Schools Key in Harlem Election

Press Releases

May 29, 2010

(From The Wall Street Journal, May 29, 2010)

By BARBARA MARTINEZ

Basil Smikle Jr. has a lot of ideas about how to address Harlem’s most vexing problems, from crime to housing to underemployment, but his biggest asset as he runs for state Senate against Bill Perkins may be that he supports charter schools.

Mr. Perkins, a two-term legislator from Harlem, has outraged the charter-school community with his vocal opposition of the schools.

During a hearing on charter schools that he organized in April, Mr. Perkins said that because so many of the schools serve predominantly African-American and Hispanic children, “there is concern that charters are creating a de facto re-segregationist educational policy in New York City,” Mr. Perkins said.

Daniel Clark, field director of a Harlem group called Parent Power Now, said he thinks Mr. Smikle, 38 years old, is a “good candidate,” but quickly added that this Senate race isn’t about Mr. Smikle. “This is a referendum on Perkins,” he said.

He said his eighth-grader was “saved” by a Harlem charter school and that Mr. Perkins “made a big mistake” by opposing the schools. Mr. Clark is working to mobilize parents to register to vote and to spread the word about Mr. Perkins’s position on charter schools.

Mr. Perkins, who went to high school at the private Collegiate School in Manhattan, declined to comment. A spokesman said Mr. Perkins’s children attend public schools but said he didn’t know if the schools are in Harlem.

Mr. Clark’s efforts have some deep-pocketed backers, such as Democrats for Education Reform, which in recent months has plowed millions of dollars into efforts to raise the charter-school cap in Albany. On Friday, the legislature passed a sweeping bill to raise the cap to 460 from 200, and Mr. Perkins voted in favor of it. But the senator had voted against a similar effort in the past and earlier introduced his own version of legislation that would have curbed the schools. Mr. Clark’s Parent Power Now has received $20,000 for his parent-mobilizing efforts in Harlem from an offshoot of DFER, Education Reform Now.

In 2006, 23,000 people voted in a gubernatorial primary in Senate District 30, which includes most of Harlem, much of the Upper West Side and some of Washington Heights. Pro-charter voices like that figure. There are an estimated 10,000 children enrolled in 16 Harlem charter schools, or about 20% of all Harlem children. In addition, about 14,000 children are on waiting lists for Harlem schools, though not all reside in Harlem.

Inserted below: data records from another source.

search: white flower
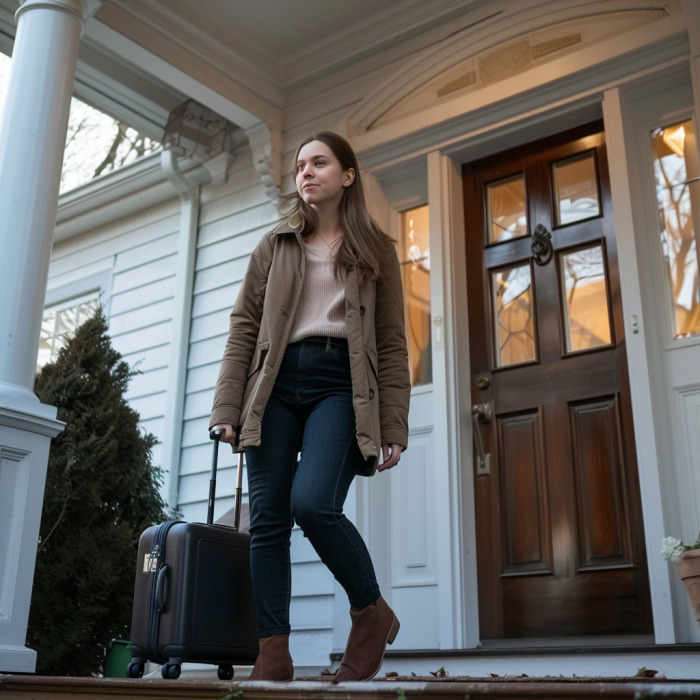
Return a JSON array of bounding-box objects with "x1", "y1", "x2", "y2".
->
[{"x1": 661, "y1": 537, "x2": 683, "y2": 564}]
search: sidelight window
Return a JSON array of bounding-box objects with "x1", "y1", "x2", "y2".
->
[
  {"x1": 400, "y1": 205, "x2": 433, "y2": 386},
  {"x1": 651, "y1": 119, "x2": 700, "y2": 339}
]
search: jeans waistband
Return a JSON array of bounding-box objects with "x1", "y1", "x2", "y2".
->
[{"x1": 290, "y1": 335, "x2": 348, "y2": 349}]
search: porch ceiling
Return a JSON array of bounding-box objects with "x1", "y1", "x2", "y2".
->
[{"x1": 96, "y1": 0, "x2": 488, "y2": 89}]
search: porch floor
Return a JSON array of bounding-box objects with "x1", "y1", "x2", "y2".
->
[{"x1": 0, "y1": 675, "x2": 700, "y2": 700}]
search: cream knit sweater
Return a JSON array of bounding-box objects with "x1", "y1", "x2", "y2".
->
[{"x1": 289, "y1": 243, "x2": 347, "y2": 343}]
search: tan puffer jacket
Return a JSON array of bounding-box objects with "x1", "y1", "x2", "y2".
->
[{"x1": 210, "y1": 224, "x2": 411, "y2": 476}]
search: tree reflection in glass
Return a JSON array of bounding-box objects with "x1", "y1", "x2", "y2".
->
[
  {"x1": 651, "y1": 119, "x2": 700, "y2": 338},
  {"x1": 560, "y1": 245, "x2": 611, "y2": 352},
  {"x1": 492, "y1": 265, "x2": 535, "y2": 367}
]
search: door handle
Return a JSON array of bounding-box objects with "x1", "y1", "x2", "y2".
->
[{"x1": 472, "y1": 403, "x2": 493, "y2": 476}]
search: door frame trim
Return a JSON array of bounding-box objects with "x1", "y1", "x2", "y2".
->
[
  {"x1": 427, "y1": 95, "x2": 676, "y2": 649},
  {"x1": 603, "y1": 87, "x2": 676, "y2": 644},
  {"x1": 427, "y1": 151, "x2": 480, "y2": 649}
]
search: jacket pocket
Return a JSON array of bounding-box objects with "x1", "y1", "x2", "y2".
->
[
  {"x1": 365, "y1": 345, "x2": 379, "y2": 386},
  {"x1": 248, "y1": 340, "x2": 270, "y2": 377}
]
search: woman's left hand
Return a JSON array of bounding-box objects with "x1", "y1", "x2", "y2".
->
[{"x1": 377, "y1": 443, "x2": 403, "y2": 472}]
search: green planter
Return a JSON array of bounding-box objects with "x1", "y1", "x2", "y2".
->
[{"x1": 104, "y1": 639, "x2": 131, "y2": 678}]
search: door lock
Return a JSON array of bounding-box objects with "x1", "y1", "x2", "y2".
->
[{"x1": 472, "y1": 403, "x2": 493, "y2": 476}]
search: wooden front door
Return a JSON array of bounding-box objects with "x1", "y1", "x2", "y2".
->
[{"x1": 464, "y1": 123, "x2": 652, "y2": 639}]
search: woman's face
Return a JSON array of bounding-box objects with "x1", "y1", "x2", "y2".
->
[{"x1": 296, "y1": 141, "x2": 355, "y2": 206}]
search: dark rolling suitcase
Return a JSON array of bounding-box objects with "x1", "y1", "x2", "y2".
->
[{"x1": 127, "y1": 430, "x2": 259, "y2": 680}]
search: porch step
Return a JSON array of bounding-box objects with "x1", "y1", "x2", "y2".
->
[{"x1": 0, "y1": 675, "x2": 700, "y2": 700}]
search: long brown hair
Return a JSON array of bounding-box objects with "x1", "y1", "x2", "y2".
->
[{"x1": 282, "y1": 131, "x2": 394, "y2": 280}]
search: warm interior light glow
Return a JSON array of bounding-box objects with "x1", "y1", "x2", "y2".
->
[{"x1": 661, "y1": 124, "x2": 685, "y2": 158}]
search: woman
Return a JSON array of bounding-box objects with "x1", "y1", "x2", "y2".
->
[{"x1": 211, "y1": 132, "x2": 410, "y2": 682}]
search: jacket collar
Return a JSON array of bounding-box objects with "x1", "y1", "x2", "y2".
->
[{"x1": 271, "y1": 221, "x2": 299, "y2": 236}]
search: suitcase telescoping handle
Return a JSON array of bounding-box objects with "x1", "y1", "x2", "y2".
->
[{"x1": 207, "y1": 428, "x2": 243, "y2": 530}]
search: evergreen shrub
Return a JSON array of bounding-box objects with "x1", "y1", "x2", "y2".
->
[{"x1": 27, "y1": 310, "x2": 171, "y2": 676}]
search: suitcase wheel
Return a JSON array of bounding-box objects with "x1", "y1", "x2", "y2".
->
[
  {"x1": 126, "y1": 661, "x2": 144, "y2": 678},
  {"x1": 160, "y1": 664, "x2": 182, "y2": 681},
  {"x1": 217, "y1": 664, "x2": 233, "y2": 681}
]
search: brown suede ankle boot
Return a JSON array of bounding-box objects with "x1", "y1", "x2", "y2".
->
[
  {"x1": 333, "y1": 596, "x2": 399, "y2": 683},
  {"x1": 248, "y1": 634, "x2": 294, "y2": 681}
]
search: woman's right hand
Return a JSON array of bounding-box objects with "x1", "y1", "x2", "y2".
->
[{"x1": 214, "y1": 423, "x2": 236, "y2": 444}]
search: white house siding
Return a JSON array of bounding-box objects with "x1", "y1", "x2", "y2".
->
[{"x1": 48, "y1": 199, "x2": 180, "y2": 470}]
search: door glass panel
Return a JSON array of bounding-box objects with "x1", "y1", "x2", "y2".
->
[
  {"x1": 559, "y1": 245, "x2": 611, "y2": 352},
  {"x1": 486, "y1": 173, "x2": 527, "y2": 243},
  {"x1": 401, "y1": 205, "x2": 433, "y2": 386},
  {"x1": 491, "y1": 265, "x2": 535, "y2": 367},
  {"x1": 651, "y1": 119, "x2": 700, "y2": 338},
  {"x1": 552, "y1": 152, "x2": 600, "y2": 226}
]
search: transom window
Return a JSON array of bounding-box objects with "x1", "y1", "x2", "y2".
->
[{"x1": 36, "y1": 292, "x2": 100, "y2": 372}]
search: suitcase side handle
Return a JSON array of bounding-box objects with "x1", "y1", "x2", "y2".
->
[
  {"x1": 155, "y1": 564, "x2": 170, "y2": 613},
  {"x1": 207, "y1": 428, "x2": 243, "y2": 531}
]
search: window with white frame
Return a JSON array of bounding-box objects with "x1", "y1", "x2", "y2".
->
[
  {"x1": 399, "y1": 204, "x2": 433, "y2": 386},
  {"x1": 651, "y1": 118, "x2": 700, "y2": 339},
  {"x1": 36, "y1": 292, "x2": 100, "y2": 372}
]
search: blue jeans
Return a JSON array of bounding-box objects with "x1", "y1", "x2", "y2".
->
[{"x1": 245, "y1": 337, "x2": 380, "y2": 637}]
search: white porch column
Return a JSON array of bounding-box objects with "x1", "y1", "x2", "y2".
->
[{"x1": 0, "y1": 0, "x2": 100, "y2": 672}]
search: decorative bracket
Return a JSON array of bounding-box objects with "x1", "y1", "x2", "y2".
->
[
  {"x1": 530, "y1": 224, "x2": 554, "y2": 265},
  {"x1": 245, "y1": 122, "x2": 282, "y2": 205}
]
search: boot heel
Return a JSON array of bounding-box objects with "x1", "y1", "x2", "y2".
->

Mr. Smikle said he wants to support all schools, but is a fan of the choice that charter schools help provide. He said his mother, a public-school teacher in Queens, made such a choice for him in the Bronx, when she sent him to Catholic schools because she felt the public schools were unsafe. He recalls being unable to go out to play during the summer until he finished the math problems his mother posed for him. If he wanted to stay up late to watch a certain television show, he could only do so if he wrote a report about it.

Mr. Smikle, whose parents emigrated from Jamaica, graduated from Cornell University and then earned a master’s at Columbia, where he teaches a graduate course. He joined Hillary Clinton’s Senate campaign in 1999, then joined her staff after she won. Since 2003, Mr. Smikle has worked as a consultant on campaigns, including Mayor Michael Bloomberg’s last re-election. His specialty: the African-American vote.

No longer an operative, Mr. Smikle said he now has to explain to voters who he is in neighborhoods where Mr. Perkins has deep roots. On a recent Saturday afternoon on the playground of P.S. 175, Mr. Smikle met with Perkins fans and detractors.

Mr. Smikle, who didn’t take off his blazer under the hot sun, explained his plans to preserve affordable housing and improve unemployment rates, hardly ever mentioning charter schools. To Iesha Sekou, an activist on street violence, he said: “I cannot tell you how crack and marijuana devastated my neighborhood.”

Ms. Sekou, who said she wanted an alternative to Mr. Perkins, listened politely, and invited him onto her weekly radio program to discuss his ideas. But she said she wasn’t yet convinced about Mr. Smikle’s prospects. “My concern is that we have someone who could win,” she said.